Could you help to explain more about the firmware loaded and move/rename? And about the "SEV firmware update successful" I thought it only need to done in Milan platfom, I am with Genoa platform.

There is a version of the Genoa firmware available from the amd.com/sev webpage, but it hasn't been uploaded to linux-firmware, yet. Just making sure you aren't using that.
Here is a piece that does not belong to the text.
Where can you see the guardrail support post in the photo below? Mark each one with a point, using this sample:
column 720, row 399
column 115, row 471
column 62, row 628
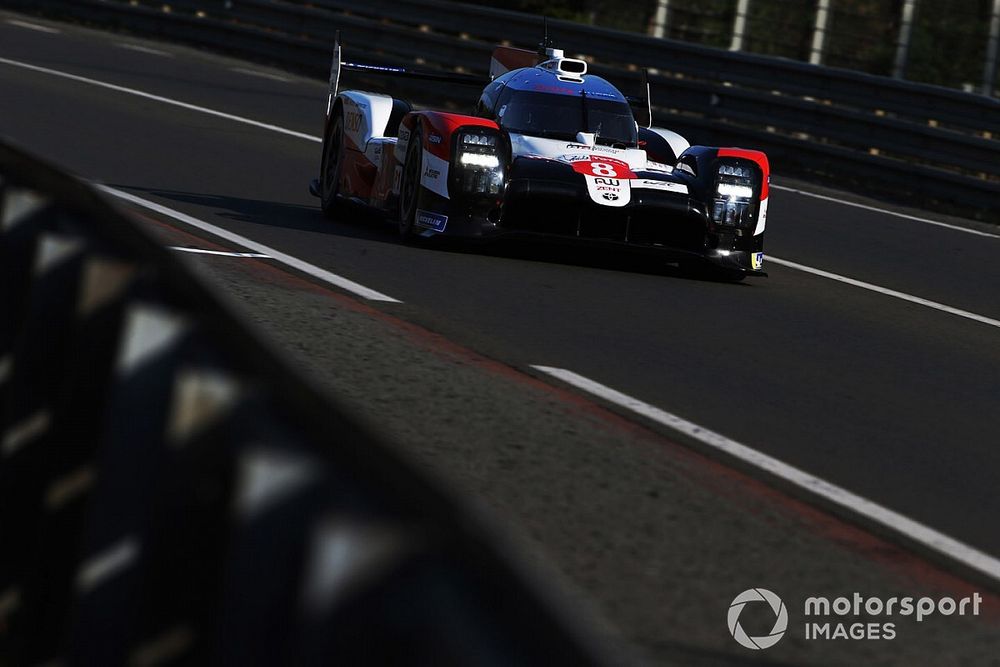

jwf777 commented 1 year ago

I can post the /proc/cmdline:

cat /proc/cmdline

BOOT_IMAGE=(hd0,gpt2)/vmlinuz-5.19.0-rc6-snp-host-c4daeffce56e root=UUID=9b0a4aa9-5544-4b88-bbec-136b95ef1078 ro crashkernel=256M resume=UUID=fd1ee1c0-bbea-4a15-b7b3-94c1a4058a23 biosdevname=0 net.ifnames=0 selinux=0 console=ttyS1,57600n8 ras=cec_disable nopat kvm_amd.sev=1 kvm_amd.sev_es=1 kvm_amd.sev_snp=1 mem_encrypt=on

So, it looks like linux embeded firmware is not available, Ineed to update the sev firmware by myself and download it from amd.com/sev webpage, is that correct?

tlendacky commented 1 year ago

BOOT_IMAGE=(hd0,gpt2)/vmlinuz-5.19.0-rc6-snp-host-c4daeffce56e root=UUID=9b0a4aa9-5544-4b88-bbec-136b95ef1078 ro crashkernel=256M resume=UUID=fd1ee1c0-bbea-4a15-b7b3-94c1a4058a23 biosdevname=0 net.ifnames=0 selinux=0 console=ttyS1,57600n8 ras=cec_disable nopat kvm_amd.sev=1 kvm_amd.sev_es=1 kvm_amd.sev_snp=1 mem_encrypt=on

Ok, so I can't understand how you can have 88 cores without limiting it via the command line when an 88 core part does not exist... something is off with this system, especially since lscpu isn't even reporting a model number. I don't think I can really provide any more help at this point.

Also, why do you have "nopat" as part of your kernel command line parameters? I don't think that is necessarily a problem, but probably shouldn't be specified.

So, it looks like linux embeded firmware is not available, Ineed to update the sev firmware by myself and download it from amd.com/sev webpage, is that correct?

No reason to upgrade firmware, I don't think that will matter. You could try to manually add it to /lib/firmware/amd if you'd like.

tlendacky commented 1 year ago

Ok, so I can't understand how you can have 88 cores without limiting it via the command line when an 88 core part does not exist... something is off with this system, especially since lscpu isn't even reporting a model number.

Are you running the host in baremetal or are you by chance running in a VM and trying to launch an SNP guest?